Der Alptraum jeder Kommune im digitalen Zeitalter: Die Verwaltung wird gehackt. Die Daten sind verschlüsselt. Alles liegt lahm. Die einzige Möglichkeit: Den Stecker ziehen. Genau das ist in Witten passiert. Die technischen Systeme der Stadt wurden gehackt und nichts funktioniert mehr.

Damit steht die Stadt keineswegs alleine da. Immer mehr Kommunen und öffentliche Einrichtungen werden gehackt. Die Universitätsklinik Düsseldorf oder die Cyberattacken in Schwerin und Bielefeld sind prominente Beispiele.

Wir haben zusammengefasst, was in Witten passiert ist, welche Folgen der Cyberangriff hatte und welche Maßnahmen Kommunen ergreifen können, um sich zu schützen. 

Der Cyberangriff in Witten

Am Wochenende um Sonntag, den 17. Oktober, gab es einen Cyberangriff auf die technischen Systeme der Stadt Witten. Aufgefallen sind die Unregelmäßigkeiten in der Einsatzzentrale der Feuerwehr Witten. Dort gab es Probleme mit der Telefonanlage und dem Mail-Server. Die Feuerwehrzentrale hat umgehend das Amt für Datenverarbeitung informiert. Schnell stand fest, dass es sich um einen Cyberangriff handelte.

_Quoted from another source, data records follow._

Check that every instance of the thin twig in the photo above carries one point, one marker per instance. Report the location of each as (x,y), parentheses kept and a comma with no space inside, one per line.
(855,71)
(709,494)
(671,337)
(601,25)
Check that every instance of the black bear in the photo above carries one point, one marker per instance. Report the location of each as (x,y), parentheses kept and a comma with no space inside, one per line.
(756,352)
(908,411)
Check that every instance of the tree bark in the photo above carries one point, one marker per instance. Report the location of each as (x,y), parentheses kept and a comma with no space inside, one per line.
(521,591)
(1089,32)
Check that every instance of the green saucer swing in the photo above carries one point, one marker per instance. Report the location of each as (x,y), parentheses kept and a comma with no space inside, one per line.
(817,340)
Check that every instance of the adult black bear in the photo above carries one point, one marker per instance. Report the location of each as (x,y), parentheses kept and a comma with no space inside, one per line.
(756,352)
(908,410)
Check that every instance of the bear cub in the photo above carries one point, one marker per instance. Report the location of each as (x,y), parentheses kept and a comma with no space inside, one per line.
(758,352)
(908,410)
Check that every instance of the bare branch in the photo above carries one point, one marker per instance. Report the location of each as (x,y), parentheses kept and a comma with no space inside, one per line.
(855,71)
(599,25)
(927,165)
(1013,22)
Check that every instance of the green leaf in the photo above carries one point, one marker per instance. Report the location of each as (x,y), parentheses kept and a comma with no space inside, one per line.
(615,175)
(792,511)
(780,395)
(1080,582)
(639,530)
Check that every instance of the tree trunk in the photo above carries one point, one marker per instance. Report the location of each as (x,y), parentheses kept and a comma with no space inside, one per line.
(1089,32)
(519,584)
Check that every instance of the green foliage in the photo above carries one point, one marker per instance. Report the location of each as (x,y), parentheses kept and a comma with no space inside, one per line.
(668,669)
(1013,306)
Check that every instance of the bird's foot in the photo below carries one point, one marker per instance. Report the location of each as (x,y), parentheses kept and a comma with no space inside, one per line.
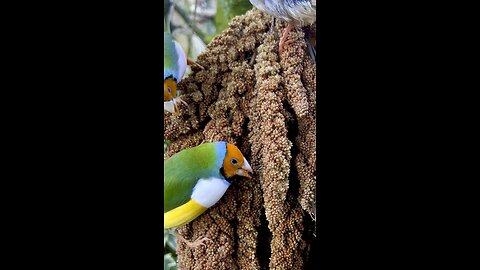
(190,62)
(196,243)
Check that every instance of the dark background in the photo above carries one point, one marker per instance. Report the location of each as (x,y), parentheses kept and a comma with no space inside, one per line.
(84,125)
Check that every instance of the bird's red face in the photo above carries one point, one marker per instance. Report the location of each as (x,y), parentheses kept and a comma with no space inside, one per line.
(235,164)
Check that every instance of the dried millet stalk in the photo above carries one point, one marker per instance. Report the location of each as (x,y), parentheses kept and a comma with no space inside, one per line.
(247,96)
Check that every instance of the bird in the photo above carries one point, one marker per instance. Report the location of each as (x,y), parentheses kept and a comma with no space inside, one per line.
(174,67)
(196,178)
(294,12)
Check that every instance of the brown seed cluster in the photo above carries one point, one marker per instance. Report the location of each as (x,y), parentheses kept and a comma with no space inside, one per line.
(249,96)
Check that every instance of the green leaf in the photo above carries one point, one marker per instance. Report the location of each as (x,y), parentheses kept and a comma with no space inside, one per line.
(228,9)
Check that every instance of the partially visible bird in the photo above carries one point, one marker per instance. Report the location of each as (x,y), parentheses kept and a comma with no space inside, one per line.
(295,12)
(195,179)
(174,67)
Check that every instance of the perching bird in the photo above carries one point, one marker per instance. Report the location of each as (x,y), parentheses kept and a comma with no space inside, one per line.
(195,179)
(174,67)
(295,12)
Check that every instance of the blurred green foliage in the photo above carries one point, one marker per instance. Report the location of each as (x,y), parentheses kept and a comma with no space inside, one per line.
(228,9)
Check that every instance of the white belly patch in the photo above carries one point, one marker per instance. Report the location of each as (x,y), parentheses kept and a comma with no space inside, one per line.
(208,191)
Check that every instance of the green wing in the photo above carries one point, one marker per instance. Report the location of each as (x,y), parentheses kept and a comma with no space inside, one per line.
(184,169)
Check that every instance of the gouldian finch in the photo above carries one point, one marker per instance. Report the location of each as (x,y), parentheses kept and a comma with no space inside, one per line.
(174,67)
(295,12)
(195,179)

Die erste Maßnahme: Stecker ziehen. Alle Systeme wurden heruntergefahren, um zu verhindern, dass sich der Schaden weiter ausbreitet. Die Stadt hat Sicherheitsbehörden und externe Dienstleistungsunternehmen hinzugezogen, um die Ursachen des Angriffs herauszufinden und zu analysieren, wie sich das Problem schnellstmöglich lösen lässt.

Bei dem Angriff handelt es sich laut Landeskriminalamt um eine neue Hacking-Gruppe, die erst seit Kurzem bekannt ist. Auch die Angriffsart war recht neu. Die Gruppe hat die Server der Stadt zentral und aggressiv angegriffen, Daten schnell verschlüsselt und die gesamten Server blockiert. Wie genau die Gruppe Witten angreifen konnte, ist allerdings noch nicht bekannt. Auch Lösegeldforderungen gab es bisher noch nicht. Die Ermittlungen werden vermutlich mehrere Monate dauern. 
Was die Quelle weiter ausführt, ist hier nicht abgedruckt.